Post Partum Symptoms

In still another  study, published in the  American Journal of Psychiatry November, 2009,  showed that genetic variation on specific chromosomes may increase the susceptibility to post partum mood symptoms.

The researchers were able to show some  polymorphisms or  variations of Chromosome 1, 2, 9 and 14 which could indicate susceptibility to postpartum  symptoms . There is a wide range of postpartum symptoms as I outlined in a previous blog. It is essential that evaluation of such symptoms  be a part of the pre and post natal care of all women. It may be that the these findings will be helpful in the future for diagnosing and treatment of this condition.

Effectiveness of Antidepressant Medication

There  has been some preliminary research to suggest that people with certain alleles related to the serotonin transport system had positive or negative responses to SSRI antidepressant medication . However  the latest research which I could find in regard to whether genes and chromosomes will allow us to predict the effectiveness of particular antidepressant therapy was far from conclusive and suggested that there would most probably be multiple interacting genetic factors.

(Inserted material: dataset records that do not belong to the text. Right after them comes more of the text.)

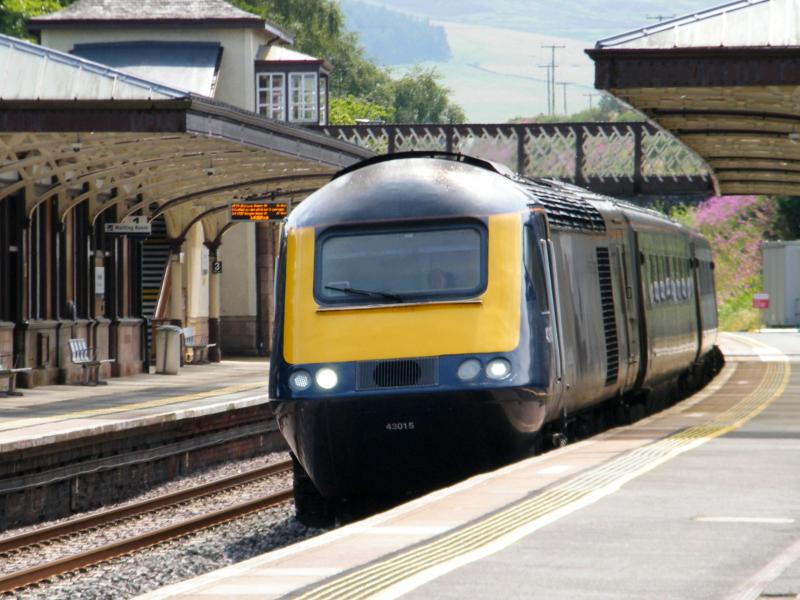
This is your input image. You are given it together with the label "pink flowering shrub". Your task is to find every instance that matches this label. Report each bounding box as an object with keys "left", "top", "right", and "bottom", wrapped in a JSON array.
[{"left": 673, "top": 196, "right": 777, "bottom": 330}]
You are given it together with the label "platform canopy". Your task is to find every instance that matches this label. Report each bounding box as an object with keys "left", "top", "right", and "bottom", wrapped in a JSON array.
[
  {"left": 0, "top": 36, "right": 372, "bottom": 241},
  {"left": 587, "top": 0, "right": 800, "bottom": 195}
]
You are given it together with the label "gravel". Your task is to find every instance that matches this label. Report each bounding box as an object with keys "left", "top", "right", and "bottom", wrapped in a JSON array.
[{"left": 0, "top": 453, "right": 328, "bottom": 600}]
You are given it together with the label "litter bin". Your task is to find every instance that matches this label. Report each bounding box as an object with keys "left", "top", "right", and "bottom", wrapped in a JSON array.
[{"left": 156, "top": 325, "right": 181, "bottom": 375}]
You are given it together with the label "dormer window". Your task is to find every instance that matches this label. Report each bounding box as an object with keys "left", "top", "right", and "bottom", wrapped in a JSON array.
[
  {"left": 256, "top": 73, "right": 286, "bottom": 121},
  {"left": 254, "top": 46, "right": 332, "bottom": 125},
  {"left": 289, "top": 73, "right": 319, "bottom": 123}
]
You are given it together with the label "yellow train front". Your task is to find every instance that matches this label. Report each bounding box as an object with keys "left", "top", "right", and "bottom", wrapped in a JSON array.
[{"left": 270, "top": 152, "right": 553, "bottom": 506}]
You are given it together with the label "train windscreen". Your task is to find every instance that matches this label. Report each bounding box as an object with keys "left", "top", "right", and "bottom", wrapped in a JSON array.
[{"left": 315, "top": 223, "right": 486, "bottom": 304}]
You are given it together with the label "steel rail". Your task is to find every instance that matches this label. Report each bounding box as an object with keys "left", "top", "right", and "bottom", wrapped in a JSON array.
[
  {"left": 0, "top": 461, "right": 293, "bottom": 594},
  {"left": 0, "top": 488, "right": 294, "bottom": 593},
  {"left": 0, "top": 461, "right": 292, "bottom": 553}
]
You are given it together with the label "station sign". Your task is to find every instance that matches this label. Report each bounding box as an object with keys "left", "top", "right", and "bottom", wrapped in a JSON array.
[
  {"left": 753, "top": 292, "right": 769, "bottom": 309},
  {"left": 103, "top": 217, "right": 153, "bottom": 235},
  {"left": 230, "top": 201, "right": 290, "bottom": 221}
]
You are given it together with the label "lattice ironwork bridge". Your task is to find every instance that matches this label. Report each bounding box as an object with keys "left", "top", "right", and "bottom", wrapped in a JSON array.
[{"left": 320, "top": 122, "right": 713, "bottom": 196}]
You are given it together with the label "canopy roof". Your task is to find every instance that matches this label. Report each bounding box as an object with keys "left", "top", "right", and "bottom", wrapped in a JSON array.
[
  {"left": 0, "top": 36, "right": 372, "bottom": 241},
  {"left": 587, "top": 0, "right": 800, "bottom": 195},
  {"left": 28, "top": 0, "right": 292, "bottom": 43}
]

As promising as all this research seems to be, it has not yet changed the way psychiatric diagnosis is made or how treatment is plans are developed. I hope that this will happen in the next few years. Down the road  researchers may also be able to design drugs to correct the chromosomal variations that are  due to dysfunctional protein arrangements.

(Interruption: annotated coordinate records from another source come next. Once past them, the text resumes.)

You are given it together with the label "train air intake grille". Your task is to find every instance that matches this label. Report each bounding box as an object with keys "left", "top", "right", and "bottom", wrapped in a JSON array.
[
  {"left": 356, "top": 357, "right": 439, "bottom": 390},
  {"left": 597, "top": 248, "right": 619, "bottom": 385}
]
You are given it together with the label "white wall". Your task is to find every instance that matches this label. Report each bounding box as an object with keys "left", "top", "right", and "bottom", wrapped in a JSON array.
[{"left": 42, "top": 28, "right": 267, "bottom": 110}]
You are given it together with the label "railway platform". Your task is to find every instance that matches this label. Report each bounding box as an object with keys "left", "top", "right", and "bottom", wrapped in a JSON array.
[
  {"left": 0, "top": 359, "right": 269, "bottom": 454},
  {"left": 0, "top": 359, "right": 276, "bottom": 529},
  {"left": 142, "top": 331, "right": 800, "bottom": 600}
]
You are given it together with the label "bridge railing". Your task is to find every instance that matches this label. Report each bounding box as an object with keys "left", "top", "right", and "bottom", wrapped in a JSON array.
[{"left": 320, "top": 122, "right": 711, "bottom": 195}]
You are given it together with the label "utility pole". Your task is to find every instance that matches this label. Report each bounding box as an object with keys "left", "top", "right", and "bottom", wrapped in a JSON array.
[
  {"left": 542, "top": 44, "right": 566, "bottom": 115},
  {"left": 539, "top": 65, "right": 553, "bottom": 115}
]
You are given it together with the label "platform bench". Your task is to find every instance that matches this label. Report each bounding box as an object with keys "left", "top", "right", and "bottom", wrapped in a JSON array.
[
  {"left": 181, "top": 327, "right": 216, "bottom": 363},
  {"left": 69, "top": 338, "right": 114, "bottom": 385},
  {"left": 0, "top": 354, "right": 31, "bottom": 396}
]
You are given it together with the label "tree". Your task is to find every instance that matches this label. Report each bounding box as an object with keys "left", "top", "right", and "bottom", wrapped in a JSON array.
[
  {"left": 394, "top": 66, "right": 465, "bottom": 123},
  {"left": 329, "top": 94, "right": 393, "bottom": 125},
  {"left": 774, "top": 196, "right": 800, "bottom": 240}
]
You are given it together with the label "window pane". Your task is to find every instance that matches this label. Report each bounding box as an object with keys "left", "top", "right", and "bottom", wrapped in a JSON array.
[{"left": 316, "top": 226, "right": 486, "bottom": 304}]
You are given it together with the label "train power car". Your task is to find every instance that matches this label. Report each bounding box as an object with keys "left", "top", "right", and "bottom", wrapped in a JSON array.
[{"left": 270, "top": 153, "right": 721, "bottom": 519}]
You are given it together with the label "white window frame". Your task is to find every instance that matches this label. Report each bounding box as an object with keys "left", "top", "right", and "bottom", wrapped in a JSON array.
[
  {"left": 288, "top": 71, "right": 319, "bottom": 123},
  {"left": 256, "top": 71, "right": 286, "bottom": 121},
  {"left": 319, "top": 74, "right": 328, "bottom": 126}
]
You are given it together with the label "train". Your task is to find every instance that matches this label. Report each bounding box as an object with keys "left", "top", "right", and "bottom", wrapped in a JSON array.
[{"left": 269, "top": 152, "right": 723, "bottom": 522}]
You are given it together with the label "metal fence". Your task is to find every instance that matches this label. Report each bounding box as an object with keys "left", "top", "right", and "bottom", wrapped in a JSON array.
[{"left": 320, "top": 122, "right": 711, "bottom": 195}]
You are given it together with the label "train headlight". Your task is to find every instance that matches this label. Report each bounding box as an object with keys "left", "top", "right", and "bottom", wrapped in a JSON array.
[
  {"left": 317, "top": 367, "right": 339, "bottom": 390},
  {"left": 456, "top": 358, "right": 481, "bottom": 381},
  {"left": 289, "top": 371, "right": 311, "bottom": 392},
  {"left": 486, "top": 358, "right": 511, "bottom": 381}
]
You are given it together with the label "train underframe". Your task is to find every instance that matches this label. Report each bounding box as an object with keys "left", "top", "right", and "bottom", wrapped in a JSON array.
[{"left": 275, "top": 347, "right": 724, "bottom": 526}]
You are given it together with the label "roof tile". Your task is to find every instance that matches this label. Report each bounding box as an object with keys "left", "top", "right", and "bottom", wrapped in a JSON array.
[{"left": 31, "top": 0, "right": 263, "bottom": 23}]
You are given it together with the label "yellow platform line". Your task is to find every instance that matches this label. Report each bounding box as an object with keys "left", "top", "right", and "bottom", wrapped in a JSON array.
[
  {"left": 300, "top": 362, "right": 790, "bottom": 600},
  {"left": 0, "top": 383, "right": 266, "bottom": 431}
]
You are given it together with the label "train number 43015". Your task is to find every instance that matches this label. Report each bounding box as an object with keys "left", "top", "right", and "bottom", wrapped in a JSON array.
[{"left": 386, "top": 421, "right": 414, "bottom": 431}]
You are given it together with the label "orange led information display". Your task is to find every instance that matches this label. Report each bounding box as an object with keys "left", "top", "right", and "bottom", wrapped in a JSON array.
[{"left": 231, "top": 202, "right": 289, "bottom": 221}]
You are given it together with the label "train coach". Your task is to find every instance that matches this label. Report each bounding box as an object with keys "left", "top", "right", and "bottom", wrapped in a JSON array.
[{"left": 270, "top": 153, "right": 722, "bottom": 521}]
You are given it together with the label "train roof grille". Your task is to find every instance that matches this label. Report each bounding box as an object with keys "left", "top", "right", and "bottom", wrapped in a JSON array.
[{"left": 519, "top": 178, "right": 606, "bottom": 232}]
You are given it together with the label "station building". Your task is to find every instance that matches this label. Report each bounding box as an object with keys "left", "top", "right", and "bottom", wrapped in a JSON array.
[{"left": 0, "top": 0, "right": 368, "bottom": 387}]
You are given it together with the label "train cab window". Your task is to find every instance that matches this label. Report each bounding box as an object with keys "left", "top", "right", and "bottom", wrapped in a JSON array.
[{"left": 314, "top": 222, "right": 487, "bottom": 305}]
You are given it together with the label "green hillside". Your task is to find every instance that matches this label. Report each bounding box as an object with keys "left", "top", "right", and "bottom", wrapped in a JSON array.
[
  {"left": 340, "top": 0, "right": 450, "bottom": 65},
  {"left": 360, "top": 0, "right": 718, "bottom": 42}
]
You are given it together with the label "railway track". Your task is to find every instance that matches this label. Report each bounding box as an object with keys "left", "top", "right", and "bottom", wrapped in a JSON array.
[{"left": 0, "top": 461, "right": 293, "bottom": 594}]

Biomarkers May Have to Do if We Don’t Have Complete knowledge of Genetic Makeup

Research has also been moving forward ( perhaps even faster than genetic research)  in the area of biomarkers.  We have known for a long time that an elevated serum  cortisol level, could indicateEEG an emotional state such as anxiety and/or depression . This is not specific enough to be of great help in making a diagnosis which we could make without these tests. However more specific biochemical tests might be helpful in making the diagnosis even though we don’t have the specific genetic markers.

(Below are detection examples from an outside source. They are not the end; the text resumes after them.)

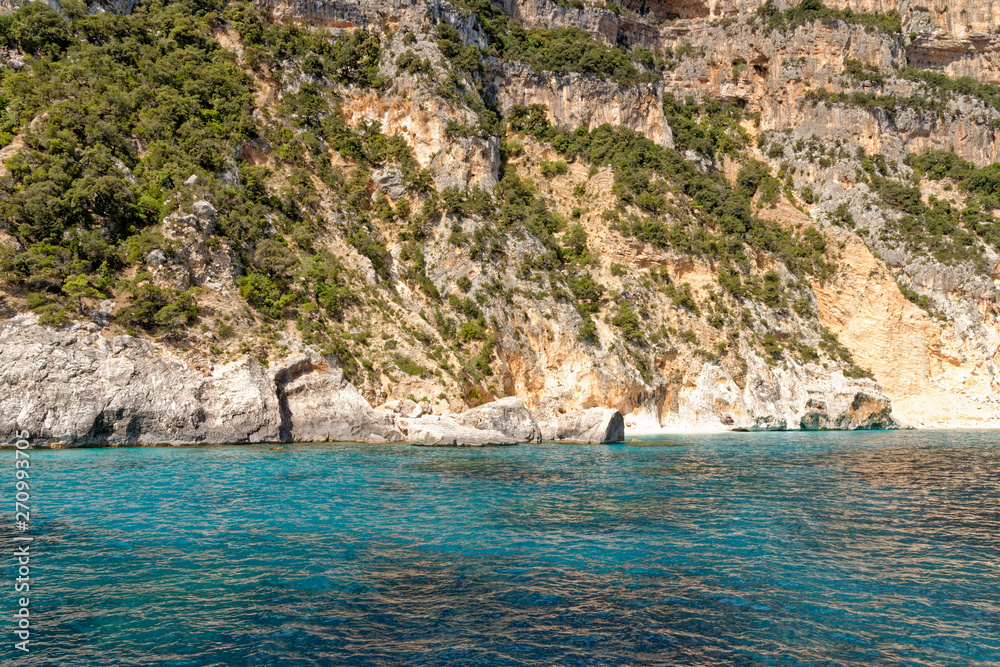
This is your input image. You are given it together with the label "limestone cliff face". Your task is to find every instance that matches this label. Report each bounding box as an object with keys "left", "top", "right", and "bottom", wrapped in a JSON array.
[
  {"left": 7, "top": 0, "right": 1000, "bottom": 444},
  {"left": 484, "top": 62, "right": 673, "bottom": 147}
]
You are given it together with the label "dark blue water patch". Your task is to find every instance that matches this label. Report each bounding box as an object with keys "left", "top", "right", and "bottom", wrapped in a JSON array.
[{"left": 0, "top": 431, "right": 1000, "bottom": 667}]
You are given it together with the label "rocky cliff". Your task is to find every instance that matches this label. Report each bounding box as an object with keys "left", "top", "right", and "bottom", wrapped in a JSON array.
[{"left": 0, "top": 0, "right": 1000, "bottom": 444}]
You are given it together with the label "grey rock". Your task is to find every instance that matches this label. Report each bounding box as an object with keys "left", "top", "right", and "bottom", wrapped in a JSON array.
[
  {"left": 542, "top": 408, "right": 625, "bottom": 443},
  {"left": 146, "top": 248, "right": 167, "bottom": 266},
  {"left": 372, "top": 167, "right": 406, "bottom": 199},
  {"left": 375, "top": 398, "right": 431, "bottom": 418},
  {"left": 191, "top": 199, "right": 218, "bottom": 222},
  {"left": 404, "top": 417, "right": 518, "bottom": 447},
  {"left": 799, "top": 392, "right": 903, "bottom": 431},
  {"left": 0, "top": 315, "right": 281, "bottom": 445},
  {"left": 272, "top": 355, "right": 403, "bottom": 442},
  {"left": 456, "top": 397, "right": 542, "bottom": 442}
]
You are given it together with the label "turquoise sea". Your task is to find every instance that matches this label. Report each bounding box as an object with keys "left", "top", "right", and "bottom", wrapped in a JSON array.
[{"left": 0, "top": 431, "right": 1000, "bottom": 667}]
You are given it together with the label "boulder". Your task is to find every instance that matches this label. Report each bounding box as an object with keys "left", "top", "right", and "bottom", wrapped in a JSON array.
[
  {"left": 456, "top": 397, "right": 542, "bottom": 442},
  {"left": 146, "top": 248, "right": 167, "bottom": 267},
  {"left": 191, "top": 199, "right": 218, "bottom": 222},
  {"left": 272, "top": 355, "right": 403, "bottom": 442},
  {"left": 372, "top": 167, "right": 406, "bottom": 200},
  {"left": 400, "top": 416, "right": 518, "bottom": 447},
  {"left": 0, "top": 315, "right": 281, "bottom": 445},
  {"left": 542, "top": 408, "right": 625, "bottom": 443}
]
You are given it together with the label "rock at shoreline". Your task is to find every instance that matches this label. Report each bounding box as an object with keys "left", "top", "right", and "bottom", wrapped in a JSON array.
[
  {"left": 799, "top": 392, "right": 900, "bottom": 431},
  {"left": 542, "top": 408, "right": 625, "bottom": 444},
  {"left": 272, "top": 355, "right": 403, "bottom": 442},
  {"left": 456, "top": 397, "right": 542, "bottom": 442},
  {"left": 403, "top": 416, "right": 519, "bottom": 447},
  {"left": 0, "top": 315, "right": 281, "bottom": 445}
]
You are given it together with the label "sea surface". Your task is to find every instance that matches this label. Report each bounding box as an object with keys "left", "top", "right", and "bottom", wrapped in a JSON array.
[{"left": 0, "top": 431, "right": 1000, "bottom": 667}]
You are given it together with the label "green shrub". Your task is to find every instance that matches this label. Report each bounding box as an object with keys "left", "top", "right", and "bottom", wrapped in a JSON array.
[
  {"left": 611, "top": 303, "right": 645, "bottom": 345},
  {"left": 542, "top": 160, "right": 569, "bottom": 178},
  {"left": 115, "top": 283, "right": 198, "bottom": 332},
  {"left": 394, "top": 356, "right": 430, "bottom": 377}
]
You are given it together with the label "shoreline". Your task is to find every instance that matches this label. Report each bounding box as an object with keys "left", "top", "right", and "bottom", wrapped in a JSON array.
[{"left": 0, "top": 424, "right": 1000, "bottom": 450}]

Similarly, if we can use brain imaging to see changes in the brain structure with various psychiatric conditions such as schizophrenia, this may help make the diagnosis.

We may be able to  even use various tracing devices to follow the uptake distribution and utilization of various medications in the brain, which should be able to help us in our decision making processes. Even a non evasive procedure such as an EEG may tell us if an antidepressant is working.

The research described above is just a small sample of the explosion of work that is being done .

Ethical Considerations in Utilization of Genetic Research

Even before the sequencing of the human genome , questions have been raised about  the ethical considerations that sophisticated knowledge of genetics as well as advanced biomarkers  will bring up.

For example with genetic engineering, not only might physical and mental illnesses be avoided but also so might psychological traits where genetic links were discovered. Could this create adverse impact on future generations?

There are also important questions as to how genetic information will be acquired and used. Will individuals be giving full informed consent for this testing and use of their genetic material ?  Will there be mandatory genetic testing? Will all newborns have to undergo genetic testing for various conditions?

Also will the knowledge that one has an illness which hasn’t shown it self yet  or the propensity to have an illness create problems for people? This may be especially true if there is not an adequate treatment for an illness. For example, not everyone would choose to be tested to determine if they are likely to get Alzheimer’s Disease especially if there were nothing to do to prevent it.

What will happen if the insurance industry gets hold of  genetic testing results?

Fortunately the new healthcare legislation is supposed to prevent any discrimination on the basis of preexisting conditions . I assume this will also apply to preexisting genetic variations, which are expected to  create various physical and mental conditions.

It looks as if we have a long road to go before physicians will have  a genetic code reader on their desk  and there may be some important ethical questions along the way.

I welcome your comments of this topic.